Wednesday, May 22, 2013

Money & Business

USN Current Issue

Small Biz Watch: Understanding EBITDA

By James Pethokoukis
Posted 10/27/05

How much is your small business worth? Or more important, what do other people—like potential buyers—think it's worth? Jeff Cornwall, director of the Center for Entrepreneurship at Belmont University in Nashville, Tenn., has a great post on his blog, The Entrepreneurial Mind about the valuation process. He says the only reason that reputation, employees, or customer base has any value to a prospective buyer is that they all can contribute to cash flow for the new owner. To determine cash flow, the metric that matters is EBITDA (Earnings Before Interest Taxes Depreciation and Amortization):

"That is the best measure of cash profits of a going concern for most businesses. Using EBITDA makes comparing businesses possible as it controls for financing, corporate form, and accounting practices related to assets which all can vary. So what does a buyer look do with EBITDA? In the simplest sense they use a multiple of EBITDA to give the business a value.

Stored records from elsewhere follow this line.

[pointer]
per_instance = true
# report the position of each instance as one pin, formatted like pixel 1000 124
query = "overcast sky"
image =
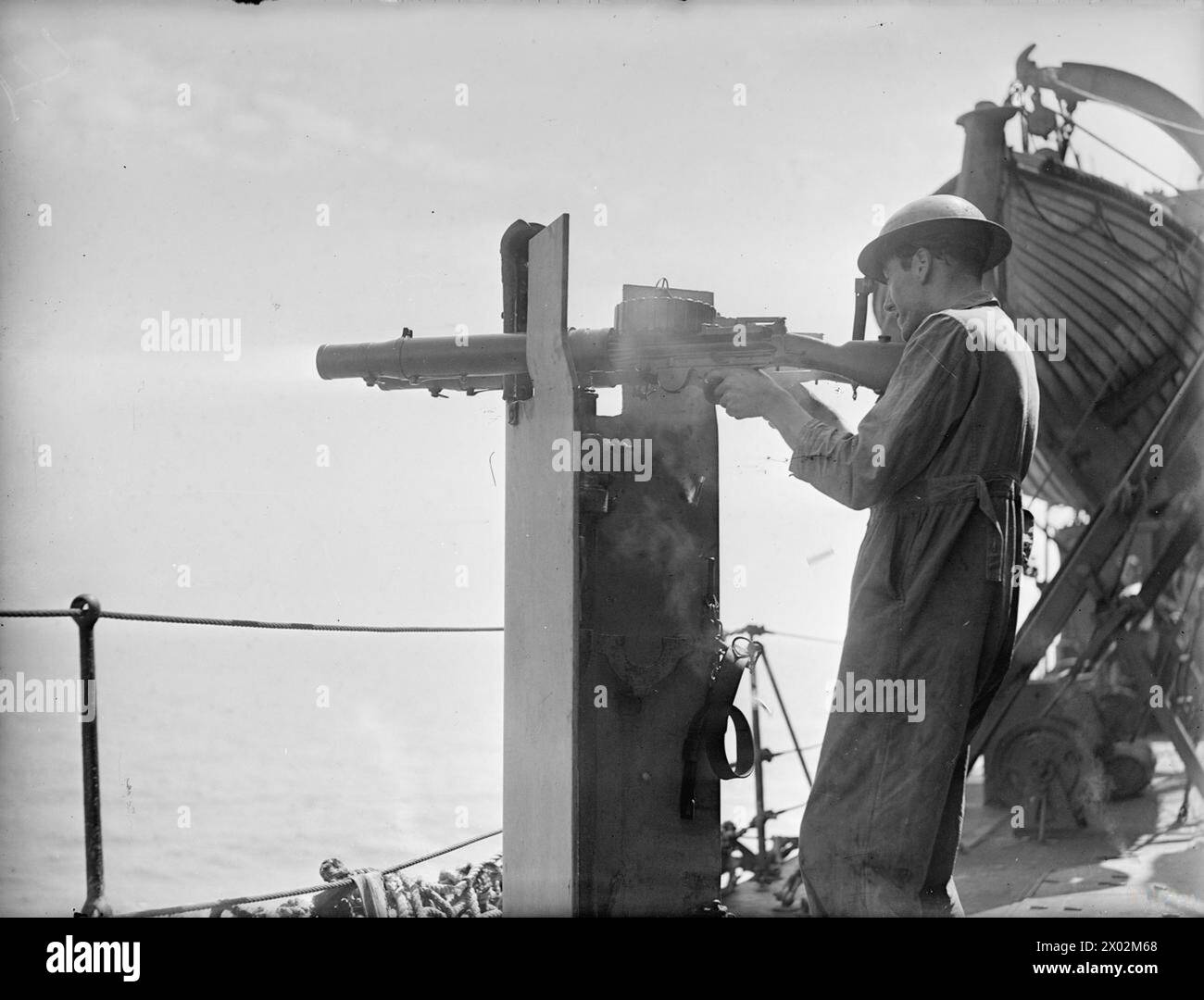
pixel 209 209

The higher the multiple, the stronger they expect earnings to be going into the future. In most cases, the multiple they use on EBITDA ranges from 3 to 8. Now that is a huge swing in possible values. A company with EBITDA of $1 million could be worth anywhere between $3 million and $8 million!"

So which multiple is applicable to your business? There are a lot of different factors that go into the calculation, such as your market position, customer base, and the type of business you're in.